The materials were the same as those used for transcriptome analysis. The aerial parts of seedlings at the three-leaf stage were harvested at 24 h after salt treatment and normal growth condition (five replicates for each sample). Metabolite extraction and LC–MS/MS analysis were performed by Biomarker Technologies Corporation (Beijing). About 500 mg accurately weighed sample was transferred to a 1.5 mL Eppendorf tube. 20 μL of 2-chloro-l-phenylalanine (0.3 mg/mL) dissolved in methanol as internal standard and 1 mL mixture of methanol and water (7/3, vol/vol) were added to each sample, samples were placed at − 80 °C for 2 min. Then grinded at 60 Hz for 2 min, and ultrasonicated at ambient temperature for 30 min after vortexed, then placed at 4 °C for 10 min. Samples were centrifuged at 13,000 rpm, 4 °C for 15 min. The supernatants from each tube were collected using crystal syringes, filtered through 0.22 μm microfilters and transferred to LC vials. The vials were stored at − 80 °C until LC–MS analysis. LC–MS/MS analyses were performed using an UHPLC system (1290, Agilent Technologies) with a UPLC BEH Amide column (1.7 μm 2.1 * 100 mm, Waters) coupled to a TripleTOF 5600 (Q-TOF, AB Sciex). The acquisition software (Analyst TF 1.7, AB Sciex) continuously evaluates the full scan survey MS data. MS raw data (.d) files were converted to mzXML format using ProteoWizard, and processed using the R package XCMS (version 3.2)90,91,92.

Negative-ion ESI mode provided better sensitivity and more observable peaks in total ion chromatograms than positive-ion mode; therefore, we used negative-ion mode as the main profiling strategy, and used positive-ion mode to obtain additional information for metabolite identification as previously described93.

The fold change, the P value from Student's t test and the variable importance in the projection (VIP) value from the orthogonal projections to latent structures- discriminant analysis (OPLS-DA) model were combined to identify the differential metabolites, using a threshold of with |fold change|> 2, P value < 0.05 and VIP > 1.

Principal component analysis

Principal component analysis (PCA) of metabolites was performed using the R package XCMS (version 3.2). The package prcomp was used for the analysis and factoextra was used for ggplot2-based visualization.

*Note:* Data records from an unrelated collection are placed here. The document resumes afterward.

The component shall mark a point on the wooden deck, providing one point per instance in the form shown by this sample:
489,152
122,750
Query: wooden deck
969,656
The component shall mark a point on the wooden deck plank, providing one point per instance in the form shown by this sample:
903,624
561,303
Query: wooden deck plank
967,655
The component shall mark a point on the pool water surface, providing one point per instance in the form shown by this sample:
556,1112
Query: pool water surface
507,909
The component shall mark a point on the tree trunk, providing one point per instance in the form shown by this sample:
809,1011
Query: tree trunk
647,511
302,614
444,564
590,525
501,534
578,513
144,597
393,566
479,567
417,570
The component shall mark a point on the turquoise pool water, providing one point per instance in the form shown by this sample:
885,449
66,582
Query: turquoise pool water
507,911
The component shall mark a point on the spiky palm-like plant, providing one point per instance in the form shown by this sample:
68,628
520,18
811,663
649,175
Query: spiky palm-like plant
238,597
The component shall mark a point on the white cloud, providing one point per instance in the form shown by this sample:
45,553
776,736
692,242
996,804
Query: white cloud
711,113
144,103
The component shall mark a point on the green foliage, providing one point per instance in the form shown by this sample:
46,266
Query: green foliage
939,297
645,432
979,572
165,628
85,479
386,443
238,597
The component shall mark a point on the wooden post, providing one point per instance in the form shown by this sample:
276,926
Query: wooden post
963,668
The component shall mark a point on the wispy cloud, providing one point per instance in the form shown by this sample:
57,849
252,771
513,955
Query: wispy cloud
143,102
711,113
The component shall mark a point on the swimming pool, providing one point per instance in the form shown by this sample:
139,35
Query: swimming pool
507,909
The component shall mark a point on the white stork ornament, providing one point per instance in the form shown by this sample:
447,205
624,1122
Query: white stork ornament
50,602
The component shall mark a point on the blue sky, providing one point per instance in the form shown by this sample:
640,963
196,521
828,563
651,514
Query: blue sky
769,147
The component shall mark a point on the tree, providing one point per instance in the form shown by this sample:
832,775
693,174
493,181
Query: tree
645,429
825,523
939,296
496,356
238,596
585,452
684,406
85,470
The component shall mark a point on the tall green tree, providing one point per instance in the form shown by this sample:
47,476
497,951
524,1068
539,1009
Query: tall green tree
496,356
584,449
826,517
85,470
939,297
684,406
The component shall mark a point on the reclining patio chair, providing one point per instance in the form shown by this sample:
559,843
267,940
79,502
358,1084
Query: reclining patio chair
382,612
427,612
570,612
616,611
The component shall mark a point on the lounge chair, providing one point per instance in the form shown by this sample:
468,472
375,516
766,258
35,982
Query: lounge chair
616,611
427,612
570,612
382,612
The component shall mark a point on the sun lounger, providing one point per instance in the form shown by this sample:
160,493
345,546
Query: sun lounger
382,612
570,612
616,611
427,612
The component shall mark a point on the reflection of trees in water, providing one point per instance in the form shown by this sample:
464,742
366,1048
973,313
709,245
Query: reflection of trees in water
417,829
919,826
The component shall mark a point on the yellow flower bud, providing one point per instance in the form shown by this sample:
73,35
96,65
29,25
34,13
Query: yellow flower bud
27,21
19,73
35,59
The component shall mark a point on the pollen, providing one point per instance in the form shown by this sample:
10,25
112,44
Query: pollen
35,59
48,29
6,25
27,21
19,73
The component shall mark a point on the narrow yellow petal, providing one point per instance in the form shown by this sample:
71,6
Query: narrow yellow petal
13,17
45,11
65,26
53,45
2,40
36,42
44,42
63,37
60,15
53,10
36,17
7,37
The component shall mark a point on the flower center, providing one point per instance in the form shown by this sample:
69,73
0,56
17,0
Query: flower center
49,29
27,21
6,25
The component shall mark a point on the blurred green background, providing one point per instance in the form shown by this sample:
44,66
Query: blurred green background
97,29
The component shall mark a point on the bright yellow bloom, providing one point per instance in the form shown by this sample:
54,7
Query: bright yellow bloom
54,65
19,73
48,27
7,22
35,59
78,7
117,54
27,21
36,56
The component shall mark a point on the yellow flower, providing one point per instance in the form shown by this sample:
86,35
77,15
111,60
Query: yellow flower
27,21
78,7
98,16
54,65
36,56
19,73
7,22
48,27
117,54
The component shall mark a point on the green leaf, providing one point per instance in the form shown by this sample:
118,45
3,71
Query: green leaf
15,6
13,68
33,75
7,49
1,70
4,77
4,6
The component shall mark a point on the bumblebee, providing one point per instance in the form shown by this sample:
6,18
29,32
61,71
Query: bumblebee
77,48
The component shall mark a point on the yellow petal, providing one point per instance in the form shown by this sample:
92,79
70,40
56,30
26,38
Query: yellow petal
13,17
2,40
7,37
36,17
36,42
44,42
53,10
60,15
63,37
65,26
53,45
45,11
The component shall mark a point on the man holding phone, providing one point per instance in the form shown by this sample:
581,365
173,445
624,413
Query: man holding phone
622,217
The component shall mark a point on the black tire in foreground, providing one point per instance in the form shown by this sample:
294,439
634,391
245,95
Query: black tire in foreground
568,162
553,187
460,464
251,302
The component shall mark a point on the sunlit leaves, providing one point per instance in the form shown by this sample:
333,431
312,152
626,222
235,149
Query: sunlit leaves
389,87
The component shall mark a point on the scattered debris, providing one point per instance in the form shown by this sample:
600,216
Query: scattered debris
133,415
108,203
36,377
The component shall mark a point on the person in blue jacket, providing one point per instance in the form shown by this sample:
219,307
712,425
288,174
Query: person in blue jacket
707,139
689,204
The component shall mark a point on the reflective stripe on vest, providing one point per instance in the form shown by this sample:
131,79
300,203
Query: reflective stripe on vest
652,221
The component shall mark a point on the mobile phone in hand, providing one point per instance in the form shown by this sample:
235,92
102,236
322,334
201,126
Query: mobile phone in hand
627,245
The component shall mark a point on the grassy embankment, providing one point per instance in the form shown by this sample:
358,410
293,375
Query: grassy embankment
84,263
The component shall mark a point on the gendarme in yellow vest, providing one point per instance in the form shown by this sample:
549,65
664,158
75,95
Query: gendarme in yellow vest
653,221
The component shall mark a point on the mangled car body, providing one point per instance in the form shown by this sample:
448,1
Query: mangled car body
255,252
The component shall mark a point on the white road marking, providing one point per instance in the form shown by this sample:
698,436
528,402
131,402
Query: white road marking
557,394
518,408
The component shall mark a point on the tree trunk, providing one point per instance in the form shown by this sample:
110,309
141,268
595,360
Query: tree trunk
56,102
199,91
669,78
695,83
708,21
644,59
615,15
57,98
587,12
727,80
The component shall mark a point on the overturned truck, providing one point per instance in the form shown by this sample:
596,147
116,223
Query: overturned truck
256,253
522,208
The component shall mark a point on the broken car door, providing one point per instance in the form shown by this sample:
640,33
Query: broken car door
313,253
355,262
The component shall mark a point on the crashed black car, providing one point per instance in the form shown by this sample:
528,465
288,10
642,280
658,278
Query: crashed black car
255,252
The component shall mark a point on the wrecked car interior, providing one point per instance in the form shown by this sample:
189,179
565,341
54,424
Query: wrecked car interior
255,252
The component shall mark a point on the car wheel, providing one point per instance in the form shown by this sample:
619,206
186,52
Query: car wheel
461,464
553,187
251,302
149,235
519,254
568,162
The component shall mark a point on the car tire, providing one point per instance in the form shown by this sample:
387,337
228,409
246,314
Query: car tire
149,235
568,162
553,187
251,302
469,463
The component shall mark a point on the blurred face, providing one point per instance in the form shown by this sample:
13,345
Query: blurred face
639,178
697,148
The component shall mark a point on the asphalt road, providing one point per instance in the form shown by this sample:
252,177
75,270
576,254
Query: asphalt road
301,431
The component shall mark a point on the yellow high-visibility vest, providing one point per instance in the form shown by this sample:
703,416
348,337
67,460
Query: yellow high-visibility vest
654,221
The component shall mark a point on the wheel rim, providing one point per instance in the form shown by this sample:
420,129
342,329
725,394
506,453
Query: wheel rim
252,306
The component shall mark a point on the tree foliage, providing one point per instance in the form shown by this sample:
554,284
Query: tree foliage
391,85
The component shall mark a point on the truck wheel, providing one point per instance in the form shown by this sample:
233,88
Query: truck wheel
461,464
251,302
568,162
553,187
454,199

The abscissa of the PCA score chart represents the first principal component, namely PC1, and the ordinate represents the second principal component, namely PC3.

Metabolite-transcript correlation analysis

Pearson correlation coefficients (PCCs) were calculated for metabolite and transcript profile data as described by Cho et al.94 and Reem et al.95. The mean of all the biological replications of the OE line and WT for metabolite data and the normalized mean value of each gene for transcriptome data were evaluated. The coefficients were calculated using the log2 (fold change) values of each metabolite and gene. PCC > 0.80 and PCC P value (PCCP) < 0.05 were used as the criteria for screening.

Quantitative RT-PCR analysis

Total RNA was extracted from rice leaves using Trizol (Invitrogen) and the Direct-zol RNA MiniPrep Kit (Zymo Research) according to the manufacturer’s instructions. The FastKing gDNA Dispelling RT SuperMix (TIANGEN Biotech Co., Beijing) was used for the synthesis of first-strand cDNA. qRT-PCR using the primers listed in Supplementary Table 8 was carried out with SuperReal PreMix Plus (SYBR Green) (TIANGEN Biotech Co., Beijing) following the manufacturer’s instructions. qPCR was performed with an Applied Biosystems 7500 thermocycler (Thermo Fisher Scientific, USA) under the following cycling conditions: 95 °C for 15 min, followed by 40 cycles of 95 °C for 10 s and 60 °C for 32 s. The expression of rice Actin1 (LOC_Os03g50890) was used as an internal control to normalize target gene expression. The relative expression of each gene was calculated based on the 2−△△CT method96.